Exposure of decidualized HIESC to low oxygen tension and leucine deprivation results in increased IGFBP-1 phosphorylation and reduced IGF-I bioactivity

- Hypoxia/leucine deprivation modulate IGFBP-1 phosphorylation in decidualized HIESC.
- Hypoxia markedly increases IGFBP-1 phosphorylation at Ser169/Ser174 dual sites.
- IGFBP-1 phosphoisoforms are predominantly localized in the cytosol of HIESC.
- IGFBP-1 hyperphosphorylation reduces IGF-1 signaling at maternal/fetal interface.
- Reduced IGF-I signaling links phosIGFBP-1 to FGR during placental insufficiency.

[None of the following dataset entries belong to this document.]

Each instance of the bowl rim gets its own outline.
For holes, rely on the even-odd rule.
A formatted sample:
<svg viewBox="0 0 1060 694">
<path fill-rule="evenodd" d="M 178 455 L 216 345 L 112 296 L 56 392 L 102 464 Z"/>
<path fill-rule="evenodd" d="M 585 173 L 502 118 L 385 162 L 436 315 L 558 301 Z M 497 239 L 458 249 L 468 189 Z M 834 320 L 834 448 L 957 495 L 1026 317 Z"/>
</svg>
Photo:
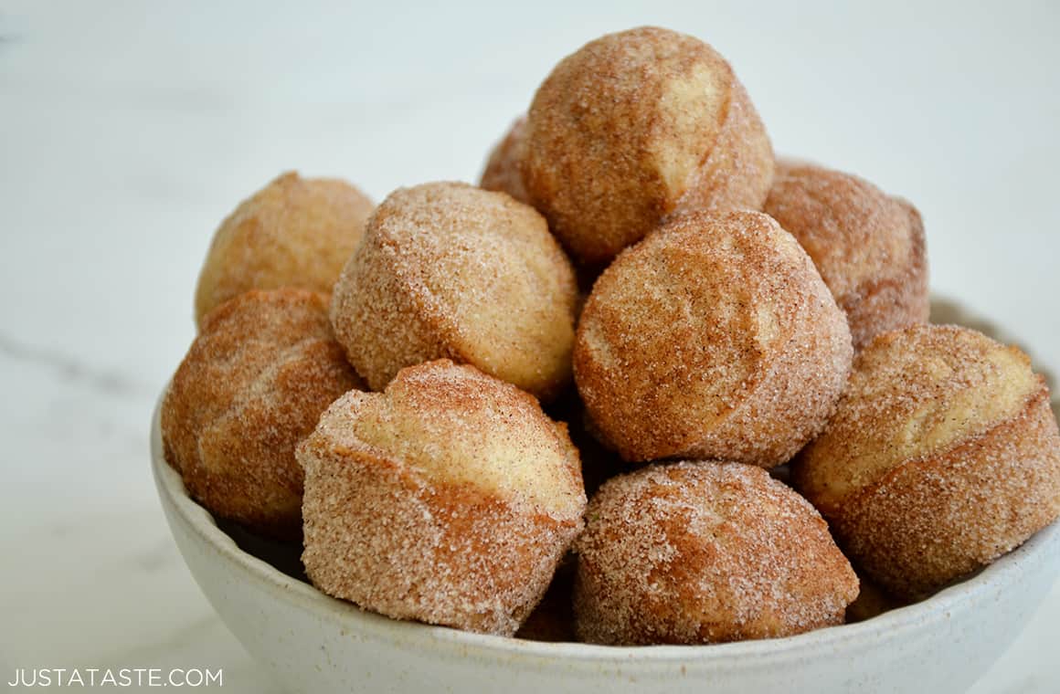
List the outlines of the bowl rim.
<svg viewBox="0 0 1060 694">
<path fill-rule="evenodd" d="M 213 548 L 243 580 L 258 584 L 277 599 L 297 603 L 302 609 L 317 617 L 339 622 L 347 631 L 356 631 L 363 638 L 386 641 L 401 647 L 416 647 L 419 644 L 437 651 L 439 646 L 449 646 L 458 649 L 463 656 L 477 656 L 481 659 L 529 657 L 554 660 L 556 657 L 562 657 L 565 661 L 660 666 L 706 665 L 744 656 L 754 656 L 756 660 L 788 659 L 800 657 L 809 651 L 834 652 L 834 646 L 841 643 L 845 647 L 850 647 L 852 643 L 861 642 L 864 646 L 871 647 L 883 635 L 886 635 L 888 640 L 901 639 L 904 635 L 921 628 L 925 622 L 948 620 L 953 612 L 971 606 L 984 595 L 1009 590 L 1019 583 L 1028 565 L 1032 567 L 1046 560 L 1050 555 L 1060 554 L 1060 522 L 1053 522 L 979 572 L 926 600 L 862 622 L 829 626 L 783 638 L 732 643 L 613 646 L 530 641 L 422 622 L 394 620 L 326 595 L 311 584 L 283 573 L 267 562 L 242 550 L 217 527 L 213 516 L 188 495 L 180 474 L 173 469 L 164 458 L 160 420 L 162 402 L 167 390 L 169 386 L 163 388 L 156 405 L 151 434 L 152 468 L 163 504 L 169 504 L 200 541 Z"/>
</svg>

Phosphorylation of decidual IGFBP-1 enhances binding of IGF-I, limiting the bioavailability of this growth factor which may contribute to reduced placental and fetal growth. The mechanisms regulating decidual IGFBP-1 phosphorylation are incompletely understood. Using decidualized human immortalized endometrial stromal cells we tested the hypothesis that low oxygen tension or reduced leucine availability, believed to be common in placental insufficiency, increase the phosphorylation of decidual IGFBP-1. Multiple reaction monitoring-MS (MRM-MS) was used to quantify IGFBP-1 phosphorylation. MRM-MS validated the novel phosphorylation of IGFBP-1 at Ser58, however this site was unaffected by low oxygen tension/leucine deprivation. In contrast, significantly elevated phosphorylation was detected for pSer119, pSer98/pSer101 and pSer169/pSer174 sites. Immunoblotting and dual-immunofluorescence using phosphosite-specific IGFBP-1 antibodies further demonstrated increased IGFBP-1 phosphorylation in HIESC under both treatments which concomitantly reduced IGF-I bioactivity. These data support the hypothesis that down regulation of IGF-I signaling links decidual IGFBP-1 hyperphosphorylation to restricted fetal growth in placental insufficiency.